Après le dynamique Hong Kong, Singapour m'est apparu comme une ville super moderne, tournée vers le futur. Déjà depuis le bateau, je pouvais voir la silhouette des constructions modernes, notamment celle du nouvel hôtel qui rappelle un bateau ou une planche de surf. En haut se trouve la piscine de l'hôtel qui donne l'impression d'être au bord du toit. Un bâtiment vraiment inhabituel et qui est maintenant une autre attraction de Singapour.

Cependant, le vieux symbole de la ville – le Merlion – domine également la Marina Bay. Le « Merlion » est une créature mythique, mi-poisson, mi-lion, qui est censée symboliser l'unité de la ville-lion avec la mer. Il a été « inventé » en 1964 par l'Office du tourisme et la sculpture actuelle date de 1972 et est entièrement blanche. L'ensemble du complexe de la baie a été construit sur des terres artificielles, et la salle de concert ou d'événements (appelée « Esplanade ») attire particulièrement l'attention avec sa surface entièrement piquante.
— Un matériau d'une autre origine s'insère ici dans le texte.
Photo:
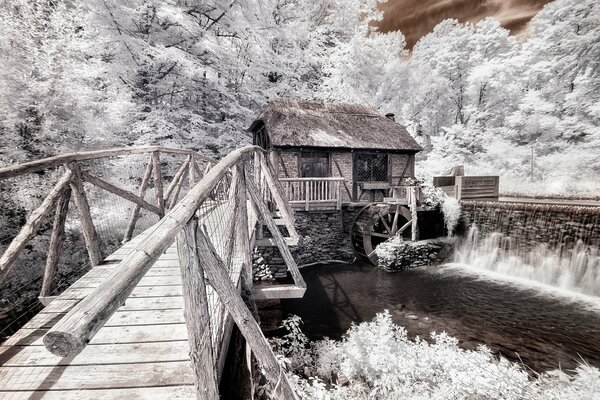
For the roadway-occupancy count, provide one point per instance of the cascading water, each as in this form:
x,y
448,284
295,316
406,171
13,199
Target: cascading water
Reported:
x,y
575,268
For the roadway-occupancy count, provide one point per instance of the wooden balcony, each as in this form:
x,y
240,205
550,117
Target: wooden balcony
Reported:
x,y
313,193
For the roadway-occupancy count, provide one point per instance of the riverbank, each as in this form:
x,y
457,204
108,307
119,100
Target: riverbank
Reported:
x,y
522,324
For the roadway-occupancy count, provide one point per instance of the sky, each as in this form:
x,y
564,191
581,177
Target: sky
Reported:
x,y
416,18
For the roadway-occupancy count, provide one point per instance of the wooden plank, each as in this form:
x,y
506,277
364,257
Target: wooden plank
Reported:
x,y
72,333
281,245
197,317
178,188
23,356
137,303
145,281
146,291
105,376
135,213
270,242
87,224
150,393
157,179
120,318
127,195
264,292
56,239
108,335
221,282
56,161
33,223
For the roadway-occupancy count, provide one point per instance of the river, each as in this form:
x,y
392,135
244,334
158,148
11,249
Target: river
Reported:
x,y
539,326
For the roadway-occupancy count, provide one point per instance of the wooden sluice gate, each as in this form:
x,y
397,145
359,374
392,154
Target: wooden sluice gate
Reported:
x,y
153,319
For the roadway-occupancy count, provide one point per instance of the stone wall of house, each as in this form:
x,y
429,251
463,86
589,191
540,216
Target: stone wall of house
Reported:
x,y
324,236
398,163
287,165
528,225
344,161
402,255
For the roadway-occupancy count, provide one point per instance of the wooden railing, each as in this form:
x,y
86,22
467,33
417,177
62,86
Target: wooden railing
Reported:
x,y
218,261
469,187
313,193
77,169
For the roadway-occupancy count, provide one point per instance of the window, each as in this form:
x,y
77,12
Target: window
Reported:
x,y
314,164
371,167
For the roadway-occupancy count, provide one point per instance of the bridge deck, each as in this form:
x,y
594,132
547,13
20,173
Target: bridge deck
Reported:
x,y
141,352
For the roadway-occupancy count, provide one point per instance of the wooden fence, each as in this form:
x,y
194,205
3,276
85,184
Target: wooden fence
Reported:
x,y
216,259
313,193
71,186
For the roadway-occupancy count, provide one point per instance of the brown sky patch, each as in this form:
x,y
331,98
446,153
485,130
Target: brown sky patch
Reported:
x,y
416,18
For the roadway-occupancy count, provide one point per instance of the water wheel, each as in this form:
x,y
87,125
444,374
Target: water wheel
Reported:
x,y
376,223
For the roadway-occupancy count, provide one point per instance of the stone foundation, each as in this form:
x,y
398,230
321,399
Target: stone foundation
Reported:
x,y
402,255
324,237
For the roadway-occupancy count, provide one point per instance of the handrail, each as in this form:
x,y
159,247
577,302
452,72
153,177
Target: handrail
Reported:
x,y
38,165
70,335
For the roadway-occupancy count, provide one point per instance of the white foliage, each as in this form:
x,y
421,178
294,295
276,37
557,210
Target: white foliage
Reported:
x,y
381,362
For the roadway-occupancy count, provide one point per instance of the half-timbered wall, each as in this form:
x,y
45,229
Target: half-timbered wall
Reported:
x,y
286,163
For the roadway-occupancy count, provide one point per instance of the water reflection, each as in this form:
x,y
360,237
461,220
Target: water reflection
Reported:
x,y
522,324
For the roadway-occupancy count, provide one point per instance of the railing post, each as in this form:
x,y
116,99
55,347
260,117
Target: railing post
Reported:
x,y
58,231
158,189
287,214
242,240
87,224
413,211
196,313
31,226
307,195
338,192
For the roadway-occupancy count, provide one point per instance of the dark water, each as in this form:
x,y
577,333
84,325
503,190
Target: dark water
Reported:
x,y
542,331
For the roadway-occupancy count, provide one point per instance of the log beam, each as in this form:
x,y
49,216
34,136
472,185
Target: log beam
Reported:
x,y
284,208
219,279
32,225
136,211
157,178
56,239
266,217
70,335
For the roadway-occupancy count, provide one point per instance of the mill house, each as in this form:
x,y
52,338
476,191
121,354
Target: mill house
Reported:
x,y
328,155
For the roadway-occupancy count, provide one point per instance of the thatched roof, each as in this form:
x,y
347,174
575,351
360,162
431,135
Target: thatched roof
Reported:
x,y
315,124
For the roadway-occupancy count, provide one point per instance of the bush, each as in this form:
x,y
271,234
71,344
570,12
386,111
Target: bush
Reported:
x,y
377,360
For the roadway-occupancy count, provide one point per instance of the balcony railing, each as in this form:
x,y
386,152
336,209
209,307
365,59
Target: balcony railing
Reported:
x,y
313,193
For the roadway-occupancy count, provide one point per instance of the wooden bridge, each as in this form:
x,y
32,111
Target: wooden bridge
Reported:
x,y
153,318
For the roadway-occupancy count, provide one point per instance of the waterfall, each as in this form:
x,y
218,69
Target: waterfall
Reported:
x,y
575,268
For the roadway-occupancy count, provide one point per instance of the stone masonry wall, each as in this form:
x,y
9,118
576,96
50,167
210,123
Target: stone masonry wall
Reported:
x,y
324,237
531,224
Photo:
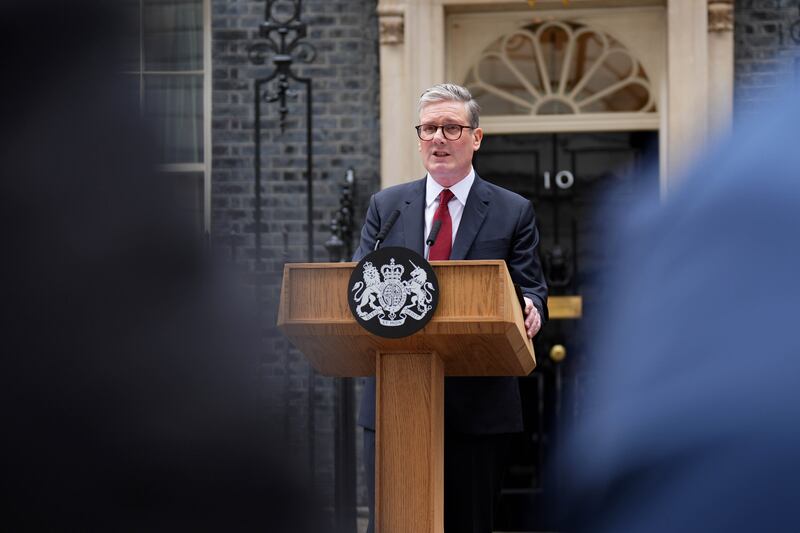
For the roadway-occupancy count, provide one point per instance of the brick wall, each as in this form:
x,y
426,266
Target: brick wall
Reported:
x,y
767,49
345,113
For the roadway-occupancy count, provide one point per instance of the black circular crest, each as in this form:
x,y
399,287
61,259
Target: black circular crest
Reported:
x,y
393,292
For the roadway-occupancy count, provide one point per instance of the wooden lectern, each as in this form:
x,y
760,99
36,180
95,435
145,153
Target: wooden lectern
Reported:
x,y
478,330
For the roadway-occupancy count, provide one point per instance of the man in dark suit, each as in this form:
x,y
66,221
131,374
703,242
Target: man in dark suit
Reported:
x,y
478,221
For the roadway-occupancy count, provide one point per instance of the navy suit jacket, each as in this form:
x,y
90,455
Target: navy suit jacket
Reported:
x,y
496,224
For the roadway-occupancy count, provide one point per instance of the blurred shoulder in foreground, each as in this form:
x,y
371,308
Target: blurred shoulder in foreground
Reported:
x,y
129,389
692,425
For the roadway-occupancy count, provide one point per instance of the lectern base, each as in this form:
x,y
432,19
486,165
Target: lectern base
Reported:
x,y
409,447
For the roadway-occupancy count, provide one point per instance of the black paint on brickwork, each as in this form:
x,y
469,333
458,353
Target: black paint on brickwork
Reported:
x,y
345,82
767,50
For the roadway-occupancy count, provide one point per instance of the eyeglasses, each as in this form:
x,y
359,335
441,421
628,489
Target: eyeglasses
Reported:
x,y
451,132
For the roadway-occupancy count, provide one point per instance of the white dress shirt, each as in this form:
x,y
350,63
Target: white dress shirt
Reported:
x,y
456,206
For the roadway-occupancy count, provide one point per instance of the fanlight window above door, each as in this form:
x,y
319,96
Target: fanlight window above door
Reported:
x,y
558,68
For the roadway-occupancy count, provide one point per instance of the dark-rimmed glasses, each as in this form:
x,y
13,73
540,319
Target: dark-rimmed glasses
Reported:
x,y
451,132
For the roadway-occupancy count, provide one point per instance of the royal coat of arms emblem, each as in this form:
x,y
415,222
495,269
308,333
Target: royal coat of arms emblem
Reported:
x,y
386,300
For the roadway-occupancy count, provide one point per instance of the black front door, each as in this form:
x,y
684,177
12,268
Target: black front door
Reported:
x,y
579,183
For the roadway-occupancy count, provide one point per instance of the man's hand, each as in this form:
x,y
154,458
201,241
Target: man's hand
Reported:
x,y
533,322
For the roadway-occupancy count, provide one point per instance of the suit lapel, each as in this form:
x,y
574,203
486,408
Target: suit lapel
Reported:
x,y
472,219
413,217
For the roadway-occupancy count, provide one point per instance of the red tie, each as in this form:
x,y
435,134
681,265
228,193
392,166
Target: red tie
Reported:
x,y
444,241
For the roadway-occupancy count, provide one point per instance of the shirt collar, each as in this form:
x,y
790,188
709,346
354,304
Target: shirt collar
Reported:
x,y
460,190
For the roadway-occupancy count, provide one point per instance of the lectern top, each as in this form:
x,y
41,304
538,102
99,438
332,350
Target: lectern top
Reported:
x,y
478,328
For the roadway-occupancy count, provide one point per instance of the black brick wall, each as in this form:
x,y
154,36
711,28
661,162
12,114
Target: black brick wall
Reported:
x,y
767,50
345,113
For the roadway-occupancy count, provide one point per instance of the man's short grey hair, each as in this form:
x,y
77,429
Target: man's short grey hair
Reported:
x,y
450,92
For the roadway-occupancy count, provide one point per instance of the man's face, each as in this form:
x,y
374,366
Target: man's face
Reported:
x,y
448,161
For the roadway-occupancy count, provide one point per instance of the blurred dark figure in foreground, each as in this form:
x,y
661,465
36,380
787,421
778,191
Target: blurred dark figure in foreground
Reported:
x,y
127,382
693,423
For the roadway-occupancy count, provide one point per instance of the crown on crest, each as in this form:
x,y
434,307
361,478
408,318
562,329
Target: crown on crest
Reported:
x,y
392,272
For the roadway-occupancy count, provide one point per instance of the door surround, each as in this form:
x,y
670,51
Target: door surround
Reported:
x,y
695,92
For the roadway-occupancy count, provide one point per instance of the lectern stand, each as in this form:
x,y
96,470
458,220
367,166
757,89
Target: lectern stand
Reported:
x,y
478,330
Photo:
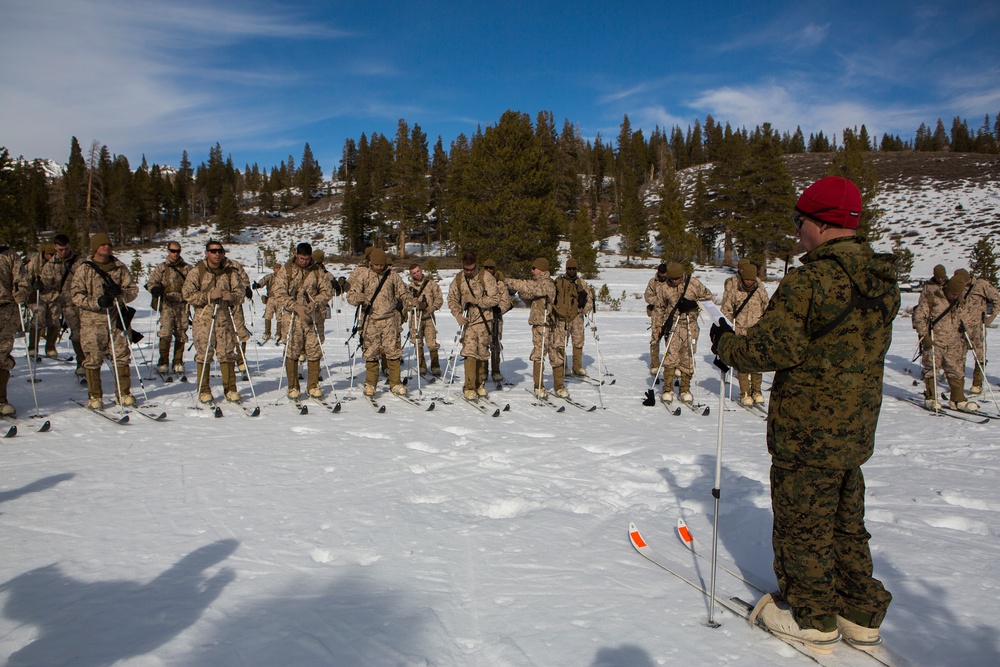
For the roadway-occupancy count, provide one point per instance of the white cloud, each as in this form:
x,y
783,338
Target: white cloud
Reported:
x,y
125,73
Cette impression est créée par des volets en aluminium de différentes formes, qui maximisent la lumière du jour pour l'éclairage intérieur, mais bloquent en même temps le soleil. La nuit, cela doit avoir l'air de faire briller des boules sous la lumière électrique. Le bâtiment a eu une longue construction car la récupération des terres a pris beaucoup de temps et il a finalement été achevé en 1993 pour la somme colossale de 600 millions de dollars. Malgré sa grande fonctionnalité sous forme de salle de concert avec 1600 places et d'un théâtre avec 2000 places ainsi que d'autres studios, galeries et restaurants, ce bâtiment n'est pas du goût de tout le monde, car la forme particulière de son toit rappelle à certains les yeux d'une mouche ou le fruit du durian. Mais l'Opéra de Sydney n'a pas non plus plu au départ. Derrière l'Esplanade, un nouveau jardin botanique en forme de coquillage, nommé « The Gardens of the Bay », a également vu le jour, présentant des palmiers, des oliviers et des plantes tropicales dans d'immenses serres sphériques. Face à cela se trouve le nouveau « Singapore Flyer » - la plus grande grande roue d'observation, offrant une vue magnifique sur le port et la ville.

Donc, chaque superlatif s'enchaîne et on se demande comment un petit État-ville avec seulement 4 millions d'habitants et 450 000 travailleurs étrangers peut réussir à faire tout cela.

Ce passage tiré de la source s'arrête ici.